Hi guys,
I was wondering which way was the fastest for counting the bits set in a 64-bit longlongint
I have been developing a chess engine lately and for performance reasons I need an extremely fast popcount method. I know it has been discussed endlessly here and on StackExchange, but I was unable to find a conclusive answer. Right now I am using: __builtin_popcountll(long)
I am on Windows and using MinGW with Dev-C++.
#include <bitset>
#include <type_traits>
#include <limits>
#include <iostream>
#include <ctime>
#include <iomanip>
template < typename T > std::size_t popcnt( const T& v )
{
static_assert( std::is_integral<T>::value && std::is_unsigned<T>::value, "an unsigned integral type expected" ) ;
return std::bitset< std::numeric_limits<T>::digits >(v).count() ;
}
int main()
{
constint NVALUES = 1'000'000'000 ;
unsigned int r = 0 ;
const auto start = std::clock() ;
for( unsigned long long n = 0 ; n < NVALUES ; ++n ) r += popcnt(n) ;
const auto end = std::clock() ;
const unsigned long long popcnts_per_sec = NVALUES / double(end-start) * CLOCKS_PER_SEC ;
std::cout << "about " << std::fixed << std::setprecision(0) << popcnts_per_sec << " popcnts per second, "

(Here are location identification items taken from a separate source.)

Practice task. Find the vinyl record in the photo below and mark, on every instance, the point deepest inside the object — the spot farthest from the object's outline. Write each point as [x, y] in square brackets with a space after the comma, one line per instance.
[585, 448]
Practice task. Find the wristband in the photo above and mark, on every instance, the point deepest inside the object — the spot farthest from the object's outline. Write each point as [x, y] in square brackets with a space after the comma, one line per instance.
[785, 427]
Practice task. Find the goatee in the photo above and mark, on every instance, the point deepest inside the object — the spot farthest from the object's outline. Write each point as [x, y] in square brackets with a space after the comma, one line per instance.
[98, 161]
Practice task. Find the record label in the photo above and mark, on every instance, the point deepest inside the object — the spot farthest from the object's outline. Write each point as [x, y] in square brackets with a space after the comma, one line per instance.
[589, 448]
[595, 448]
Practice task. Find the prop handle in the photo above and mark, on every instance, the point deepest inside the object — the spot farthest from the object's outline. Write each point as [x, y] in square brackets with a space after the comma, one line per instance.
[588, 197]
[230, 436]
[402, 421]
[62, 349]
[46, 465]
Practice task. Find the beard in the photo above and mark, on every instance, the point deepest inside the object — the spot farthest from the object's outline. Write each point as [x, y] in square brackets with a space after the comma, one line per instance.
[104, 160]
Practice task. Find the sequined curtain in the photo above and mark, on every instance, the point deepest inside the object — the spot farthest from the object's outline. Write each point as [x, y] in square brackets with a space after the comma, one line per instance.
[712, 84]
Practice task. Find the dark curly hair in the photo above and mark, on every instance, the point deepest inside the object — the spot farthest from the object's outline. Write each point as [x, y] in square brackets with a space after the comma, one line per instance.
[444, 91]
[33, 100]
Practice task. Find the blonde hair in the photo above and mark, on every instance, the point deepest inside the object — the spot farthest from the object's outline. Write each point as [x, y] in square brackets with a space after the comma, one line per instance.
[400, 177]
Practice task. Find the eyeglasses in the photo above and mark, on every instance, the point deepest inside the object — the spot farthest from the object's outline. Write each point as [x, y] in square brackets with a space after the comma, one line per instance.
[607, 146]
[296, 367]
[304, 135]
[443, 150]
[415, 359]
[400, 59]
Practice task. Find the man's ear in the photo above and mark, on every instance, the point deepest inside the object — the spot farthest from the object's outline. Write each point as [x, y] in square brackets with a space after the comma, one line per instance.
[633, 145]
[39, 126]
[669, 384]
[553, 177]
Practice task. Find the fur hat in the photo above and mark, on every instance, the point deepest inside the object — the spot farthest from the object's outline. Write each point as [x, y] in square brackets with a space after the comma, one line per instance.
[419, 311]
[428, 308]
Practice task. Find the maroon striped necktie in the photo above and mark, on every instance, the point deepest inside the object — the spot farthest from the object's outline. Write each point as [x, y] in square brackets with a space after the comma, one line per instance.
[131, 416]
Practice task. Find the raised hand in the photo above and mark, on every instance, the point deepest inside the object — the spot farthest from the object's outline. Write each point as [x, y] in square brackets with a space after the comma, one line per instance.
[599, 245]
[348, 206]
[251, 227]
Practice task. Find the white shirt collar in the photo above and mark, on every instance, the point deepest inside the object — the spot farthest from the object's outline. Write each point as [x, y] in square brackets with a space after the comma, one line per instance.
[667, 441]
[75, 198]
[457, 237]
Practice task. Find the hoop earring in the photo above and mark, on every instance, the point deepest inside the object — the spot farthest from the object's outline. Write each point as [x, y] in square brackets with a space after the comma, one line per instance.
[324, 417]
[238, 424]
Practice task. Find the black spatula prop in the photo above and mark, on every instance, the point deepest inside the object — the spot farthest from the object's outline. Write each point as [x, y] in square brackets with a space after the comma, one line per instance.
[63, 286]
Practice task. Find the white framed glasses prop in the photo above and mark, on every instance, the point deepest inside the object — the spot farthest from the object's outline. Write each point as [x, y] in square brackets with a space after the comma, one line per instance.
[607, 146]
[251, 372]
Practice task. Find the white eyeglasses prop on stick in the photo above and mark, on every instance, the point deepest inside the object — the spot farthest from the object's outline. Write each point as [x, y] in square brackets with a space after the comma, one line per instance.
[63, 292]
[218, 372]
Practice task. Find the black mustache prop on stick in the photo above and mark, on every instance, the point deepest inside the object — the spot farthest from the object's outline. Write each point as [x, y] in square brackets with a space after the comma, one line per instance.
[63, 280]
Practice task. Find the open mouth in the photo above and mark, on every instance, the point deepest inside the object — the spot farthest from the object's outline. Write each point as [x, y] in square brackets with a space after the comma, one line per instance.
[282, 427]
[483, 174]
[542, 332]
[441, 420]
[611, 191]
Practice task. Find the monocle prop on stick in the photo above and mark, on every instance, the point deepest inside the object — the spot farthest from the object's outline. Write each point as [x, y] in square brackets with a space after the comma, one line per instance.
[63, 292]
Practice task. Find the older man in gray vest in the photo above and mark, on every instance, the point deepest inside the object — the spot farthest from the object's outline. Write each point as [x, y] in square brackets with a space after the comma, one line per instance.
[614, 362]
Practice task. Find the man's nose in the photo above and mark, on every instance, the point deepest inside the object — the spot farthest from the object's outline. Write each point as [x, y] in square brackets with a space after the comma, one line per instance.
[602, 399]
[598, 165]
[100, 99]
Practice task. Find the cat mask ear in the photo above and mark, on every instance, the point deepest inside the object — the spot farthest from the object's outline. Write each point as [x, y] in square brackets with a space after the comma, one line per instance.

<< std::setprecision(3) << 1'000'000'000.0 / popcnts_per_sec << " nanoseconds per popcnt\n\n" ;
return r ;
}
[ 0.000000] Detected 2992.516 MHz processor.
LLVM
------
with hardware support for popcnt
about 684931506 popcnts per second, 1.460 nanoseconds per popcnt
without hardware support for popcnt
about 306748466 popcnts per second, 3.260 nanoseconds per popcnt
GNU
------
with hardware support for popcnt
about 657894736 popcnts per second, 1.520 nanoseconds per popcnt
without hardware support for popcnt
about 207900207 popcnts per second, 4.810 nanoseconds per popcnt
I see. I'm on Windows and right now I have no intention to port the engine to other operating systems. If I was, I would have to use your suggestion.
Thank you!